In 2003, when she was 10 and practising her spelling and learning about grammar, Tsisti changed schools and went back to live in a rural village. Her Aunt and Uncle had both just died of Aids and there were two young cousins who had to be taken care of. Every cent was needed and every pair of hands too.

Back in a rural school in 2005, a 12 year old learning about geography and science, Tsisti suddenly found she had to share her desk and then sit on the floor as scores of new children arrived. Their homes in towns had been destroyed by government bulldozers in what was called Operation Murambatsvina and the school and village were suddenly full of strangers who had lost everything. Tsitsi learnt that when someone came to the doorstep and held out an empty bowl it meant they were hungry and the family would have to share. That same year Tsitsi missed many days of learning when teachers were forced to go to Zanu PF rallies, or when the school was closed for elections and the teachers went away to do polling duty. There were plenty of strange young men around, threatening, frightening and watching and Tsitsi learned to stay close to her Mum. At the end of that year Tsitsi wrote her Grade 7 examinations marking the end of junior school. It would be two years before she got the results and she hadn’t done very well.

For the whole of 2008, a 15 year old teenager, Tsitsi only spent 32 days at school. The rest of the time the school was not operating. There were no teachers, the classrooms were locked and a lone caretaker was sometimes there but he always told the children they could not even come and read the textbooks and should go away – try next week. This was the year when Tsitsi should have been studying the first year of the O level syllabus.

When Tsitsi went to pay exam fees to write 7 subjects at O level in November 2009, she was told she also had to pay for paper to write the tests on and she sacrificed one subject because she didn’t have enough money. She dropped another subject in order to pay the 10 US cents per student per day being demanded by teachers in order to teach this last term. This 10 cents a day is on top of school fees, school association levies and a raft of other charges that arise almost every week for one miscellany or another.

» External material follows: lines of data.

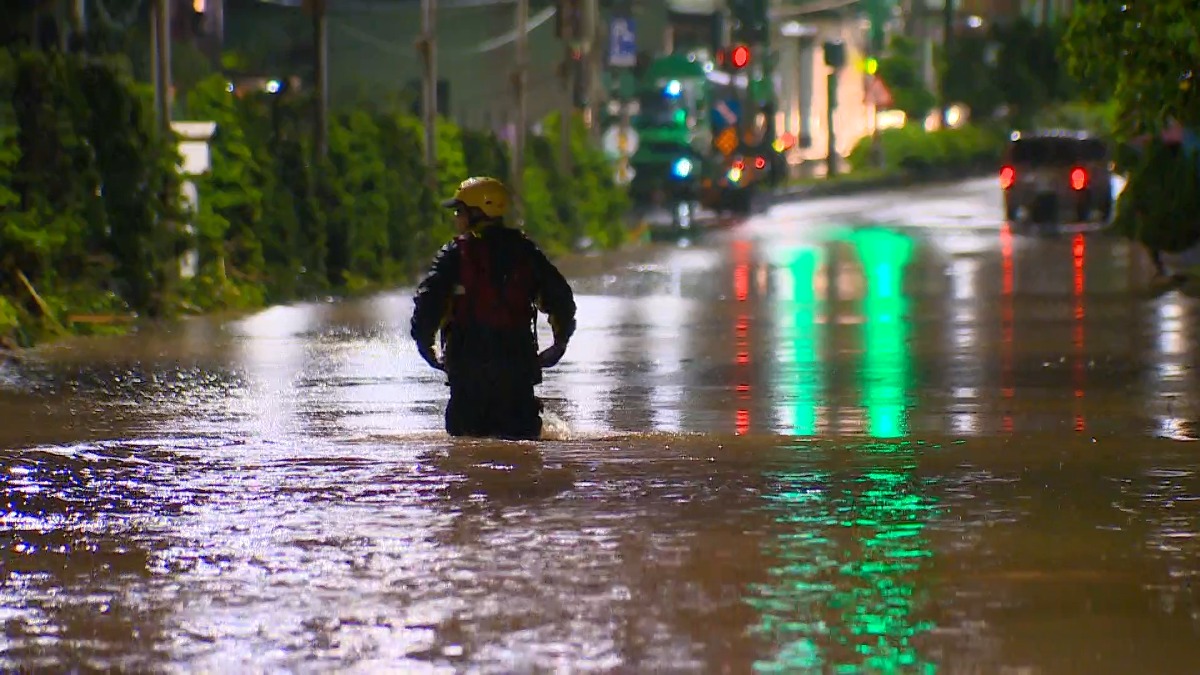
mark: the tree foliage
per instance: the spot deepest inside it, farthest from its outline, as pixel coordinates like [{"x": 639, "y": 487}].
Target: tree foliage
[
  {"x": 89, "y": 211},
  {"x": 1141, "y": 54},
  {"x": 88, "y": 189},
  {"x": 1161, "y": 204},
  {"x": 1011, "y": 70}
]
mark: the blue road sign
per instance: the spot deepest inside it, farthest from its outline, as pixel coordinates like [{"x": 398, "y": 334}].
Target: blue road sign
[
  {"x": 726, "y": 113},
  {"x": 622, "y": 42}
]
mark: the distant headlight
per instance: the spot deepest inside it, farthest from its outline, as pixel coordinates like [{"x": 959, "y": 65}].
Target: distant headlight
[{"x": 682, "y": 167}]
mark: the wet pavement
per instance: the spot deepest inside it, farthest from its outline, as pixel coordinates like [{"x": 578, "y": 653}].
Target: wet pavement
[{"x": 883, "y": 434}]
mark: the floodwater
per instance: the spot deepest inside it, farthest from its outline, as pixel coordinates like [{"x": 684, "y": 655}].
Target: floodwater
[{"x": 875, "y": 435}]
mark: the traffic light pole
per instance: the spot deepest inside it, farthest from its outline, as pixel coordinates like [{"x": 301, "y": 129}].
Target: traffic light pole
[
  {"x": 321, "y": 40},
  {"x": 161, "y": 37},
  {"x": 430, "y": 90}
]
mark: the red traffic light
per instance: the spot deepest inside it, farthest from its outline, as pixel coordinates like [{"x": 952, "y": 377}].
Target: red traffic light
[
  {"x": 1078, "y": 178},
  {"x": 739, "y": 57}
]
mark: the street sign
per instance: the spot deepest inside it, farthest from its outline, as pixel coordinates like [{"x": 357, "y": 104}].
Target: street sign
[
  {"x": 877, "y": 94},
  {"x": 622, "y": 42},
  {"x": 619, "y": 141}
]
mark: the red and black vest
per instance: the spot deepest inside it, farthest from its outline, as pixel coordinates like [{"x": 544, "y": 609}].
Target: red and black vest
[{"x": 496, "y": 285}]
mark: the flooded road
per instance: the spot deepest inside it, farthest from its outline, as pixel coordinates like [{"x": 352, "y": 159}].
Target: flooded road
[{"x": 882, "y": 434}]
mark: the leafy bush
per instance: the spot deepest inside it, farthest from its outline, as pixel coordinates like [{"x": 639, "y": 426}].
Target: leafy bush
[
  {"x": 1161, "y": 204},
  {"x": 273, "y": 223},
  {"x": 913, "y": 149},
  {"x": 87, "y": 190}
]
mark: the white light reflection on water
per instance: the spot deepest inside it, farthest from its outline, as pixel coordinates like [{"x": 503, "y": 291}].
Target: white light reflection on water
[{"x": 1171, "y": 376}]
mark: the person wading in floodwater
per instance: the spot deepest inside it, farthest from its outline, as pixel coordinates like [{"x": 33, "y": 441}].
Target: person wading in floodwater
[{"x": 484, "y": 292}]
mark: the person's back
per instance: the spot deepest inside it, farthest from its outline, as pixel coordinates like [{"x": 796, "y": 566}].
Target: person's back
[{"x": 483, "y": 292}]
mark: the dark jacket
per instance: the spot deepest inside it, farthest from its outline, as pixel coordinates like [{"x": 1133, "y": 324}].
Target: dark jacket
[{"x": 520, "y": 273}]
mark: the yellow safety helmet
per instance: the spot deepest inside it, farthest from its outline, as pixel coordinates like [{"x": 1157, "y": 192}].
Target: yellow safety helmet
[{"x": 485, "y": 193}]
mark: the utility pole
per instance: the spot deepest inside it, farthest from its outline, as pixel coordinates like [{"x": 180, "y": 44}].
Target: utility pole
[
  {"x": 947, "y": 41},
  {"x": 429, "y": 48},
  {"x": 569, "y": 33},
  {"x": 567, "y": 114},
  {"x": 520, "y": 78},
  {"x": 161, "y": 46},
  {"x": 594, "y": 55},
  {"x": 834, "y": 58},
  {"x": 321, "y": 73}
]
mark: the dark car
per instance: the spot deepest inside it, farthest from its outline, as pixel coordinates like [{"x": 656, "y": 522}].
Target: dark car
[{"x": 1056, "y": 177}]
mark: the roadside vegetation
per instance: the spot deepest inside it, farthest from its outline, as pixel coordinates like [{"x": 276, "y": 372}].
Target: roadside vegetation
[
  {"x": 1141, "y": 58},
  {"x": 1003, "y": 76},
  {"x": 90, "y": 231}
]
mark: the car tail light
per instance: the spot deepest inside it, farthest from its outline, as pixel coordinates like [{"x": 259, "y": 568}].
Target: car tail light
[
  {"x": 1078, "y": 178},
  {"x": 1007, "y": 178}
]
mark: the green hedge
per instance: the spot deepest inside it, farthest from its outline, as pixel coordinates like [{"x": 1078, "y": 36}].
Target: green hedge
[
  {"x": 88, "y": 211},
  {"x": 1161, "y": 204},
  {"x": 913, "y": 149},
  {"x": 85, "y": 214}
]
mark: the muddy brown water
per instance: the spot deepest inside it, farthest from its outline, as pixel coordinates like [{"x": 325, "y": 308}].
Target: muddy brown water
[{"x": 808, "y": 444}]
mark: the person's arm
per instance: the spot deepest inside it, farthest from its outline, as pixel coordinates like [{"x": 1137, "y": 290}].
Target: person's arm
[
  {"x": 432, "y": 300},
  {"x": 557, "y": 300}
]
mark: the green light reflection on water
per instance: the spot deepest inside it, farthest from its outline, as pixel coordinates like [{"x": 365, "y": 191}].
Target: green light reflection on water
[
  {"x": 845, "y": 590},
  {"x": 797, "y": 308},
  {"x": 886, "y": 369}
]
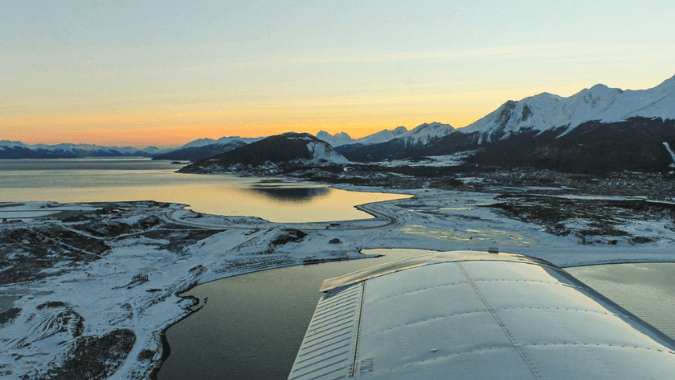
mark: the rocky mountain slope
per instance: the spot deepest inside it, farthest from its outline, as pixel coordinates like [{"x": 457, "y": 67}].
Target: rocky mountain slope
[
  {"x": 599, "y": 103},
  {"x": 285, "y": 149},
  {"x": 403, "y": 145}
]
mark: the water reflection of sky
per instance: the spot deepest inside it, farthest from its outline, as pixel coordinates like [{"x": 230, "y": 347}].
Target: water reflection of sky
[
  {"x": 289, "y": 194},
  {"x": 141, "y": 180}
]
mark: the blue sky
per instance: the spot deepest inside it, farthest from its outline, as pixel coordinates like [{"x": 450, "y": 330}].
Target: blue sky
[{"x": 164, "y": 73}]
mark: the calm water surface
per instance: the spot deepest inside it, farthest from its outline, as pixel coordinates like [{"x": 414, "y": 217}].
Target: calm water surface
[
  {"x": 253, "y": 325},
  {"x": 134, "y": 179}
]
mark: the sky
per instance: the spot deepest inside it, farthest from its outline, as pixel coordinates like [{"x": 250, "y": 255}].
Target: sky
[{"x": 163, "y": 73}]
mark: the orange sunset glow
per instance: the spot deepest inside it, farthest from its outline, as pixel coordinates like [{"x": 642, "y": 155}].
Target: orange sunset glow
[{"x": 111, "y": 75}]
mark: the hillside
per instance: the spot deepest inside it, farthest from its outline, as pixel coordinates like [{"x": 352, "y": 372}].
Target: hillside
[{"x": 287, "y": 148}]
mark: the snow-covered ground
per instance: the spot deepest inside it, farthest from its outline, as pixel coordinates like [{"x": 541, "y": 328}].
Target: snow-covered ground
[{"x": 81, "y": 297}]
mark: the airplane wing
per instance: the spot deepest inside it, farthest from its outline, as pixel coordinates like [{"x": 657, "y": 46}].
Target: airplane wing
[{"x": 475, "y": 315}]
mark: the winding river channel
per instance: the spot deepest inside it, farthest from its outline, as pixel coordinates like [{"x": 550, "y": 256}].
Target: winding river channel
[{"x": 251, "y": 326}]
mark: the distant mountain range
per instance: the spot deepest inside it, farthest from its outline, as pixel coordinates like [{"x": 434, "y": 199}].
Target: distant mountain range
[
  {"x": 15, "y": 149},
  {"x": 597, "y": 129},
  {"x": 285, "y": 149}
]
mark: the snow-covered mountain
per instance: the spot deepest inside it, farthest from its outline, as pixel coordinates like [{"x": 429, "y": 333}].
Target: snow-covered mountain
[
  {"x": 403, "y": 145},
  {"x": 286, "y": 149},
  {"x": 599, "y": 103},
  {"x": 221, "y": 141},
  {"x": 16, "y": 149},
  {"x": 337, "y": 139},
  {"x": 425, "y": 133},
  {"x": 341, "y": 138},
  {"x": 382, "y": 136}
]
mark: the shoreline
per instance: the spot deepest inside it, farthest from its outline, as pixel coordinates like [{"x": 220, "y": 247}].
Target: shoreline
[{"x": 433, "y": 219}]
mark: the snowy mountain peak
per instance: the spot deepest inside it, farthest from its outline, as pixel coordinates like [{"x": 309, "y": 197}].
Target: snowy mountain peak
[
  {"x": 424, "y": 133},
  {"x": 337, "y": 139},
  {"x": 600, "y": 102}
]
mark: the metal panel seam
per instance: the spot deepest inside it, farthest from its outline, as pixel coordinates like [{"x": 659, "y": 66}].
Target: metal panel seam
[
  {"x": 526, "y": 360},
  {"x": 358, "y": 329}
]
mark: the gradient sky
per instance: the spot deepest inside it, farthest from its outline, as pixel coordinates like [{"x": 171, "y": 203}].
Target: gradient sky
[{"x": 164, "y": 73}]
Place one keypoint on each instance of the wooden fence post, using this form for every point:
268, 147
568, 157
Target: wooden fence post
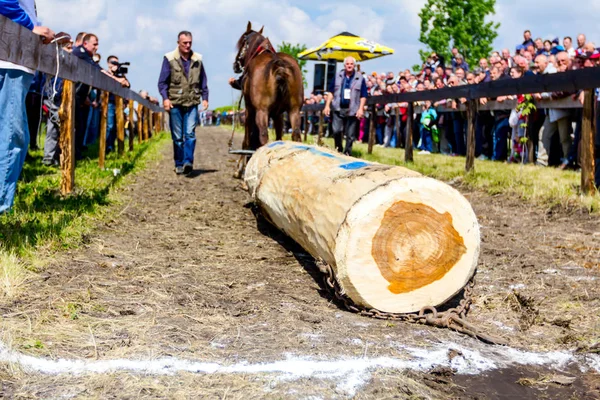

Tsitsi has just finished writing her 5 O level exams and left school. At the end of her school life she has only ever done her homework by candlelight; she has never learnt how to even switch on a computer; she missed the entire first year of her O level syllabus and has only been allowed to take a text book home after school three or four times in her entire school life.Tsitsi has done almost her entire schooling wearing second hand uniforms, no shoes or second hand ones that were not the right size and carrying her books in a plastic bag. In her O level year Tsitsi dug weeds from a field for two weeks in exchange for a second hand school dress.

Thirty years ago Mr Mugabe and Zanu PF promised education for all by the year 2000 but Tsitsi is the reality of what they gave us. No one really knows how Education Minister David Coltart managed to get Zimbabwe’s schools open again this year or how he persuaded teachers to work for a pittance, but he did. All credit to him and to thousands of teachers and hundreds of thousands of students for enduring, suffering and sacrificing.